120 kDa is the expected band but the 60 kDa band is often seen in both hypoxic and normoxic cells. The same band is often seen when using ab1 as well. We do not know what the 60 kDa band represents at this time. However, using nuclear extracts decreases this background band and increases the HIF-1 alpha signal. ***Abcam does not recommend ab8366 in Western blotting ***

Generally speaking, we recommend NB 100-131 (ab8366) for immunohistochemistry work. It has been used for western analyis on human and rat samples (MCF7 and PC12 nuclear extracts).

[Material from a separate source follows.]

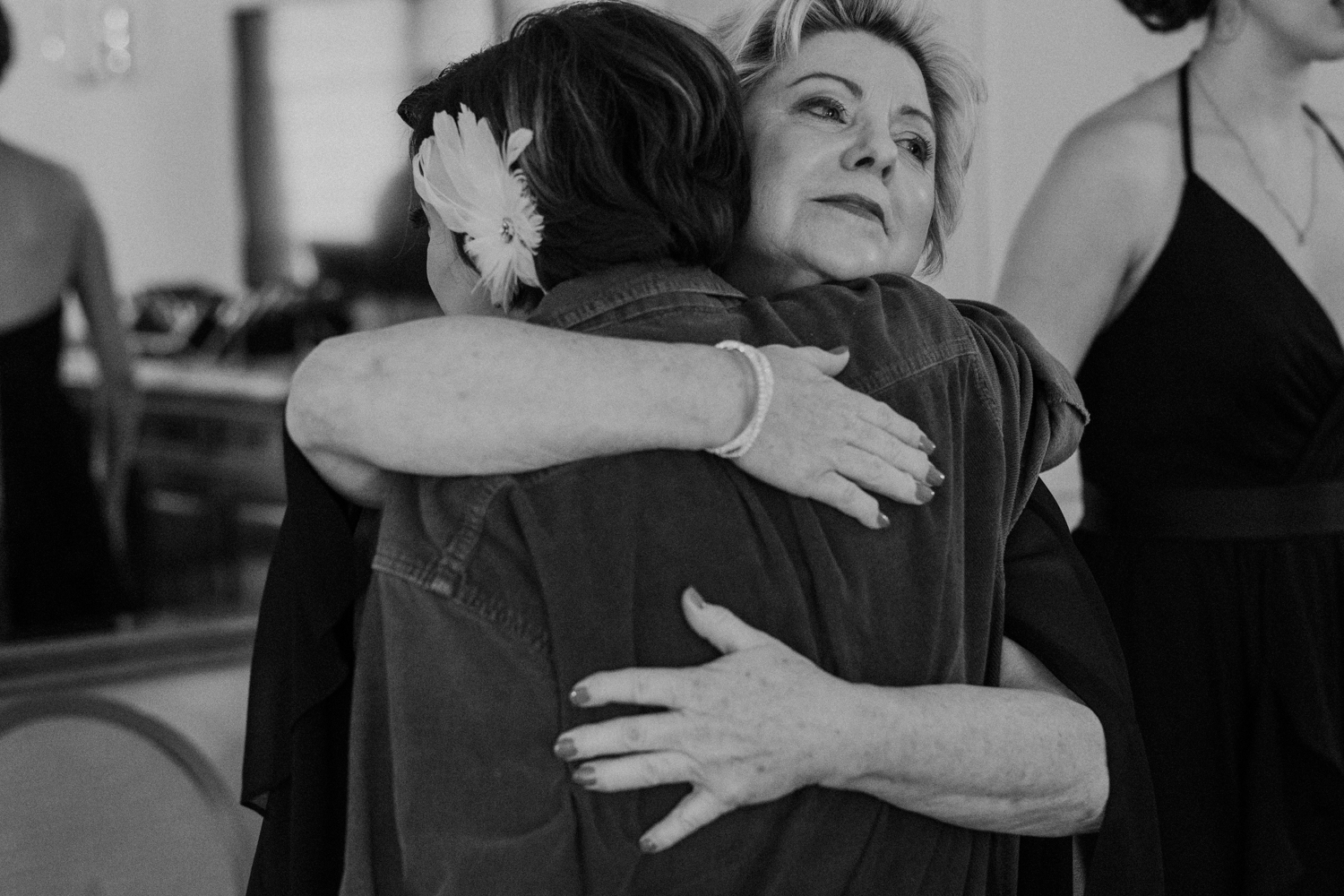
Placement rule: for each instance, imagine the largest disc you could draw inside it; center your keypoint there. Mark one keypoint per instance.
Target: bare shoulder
(1333, 123)
(23, 171)
(1132, 145)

The other antibody of which you speak is ab2185, a polyclonal made to the same fusion protein as ab1 and ab463. It has been tested on the same samples as those mentioned above. ***Update 2006: we do not recommend ab8366 for Western blotting***

The 1:8,000 dilution was done for 90 minutes at RT by some researchers at the University of Oxford with antigen unmasking. It has also been done at 1:1,000 for 40 hrs at 5C (see review for this product) with pre-treatments (Dako). The dilutions and incubation time seem to vary according to the protocol.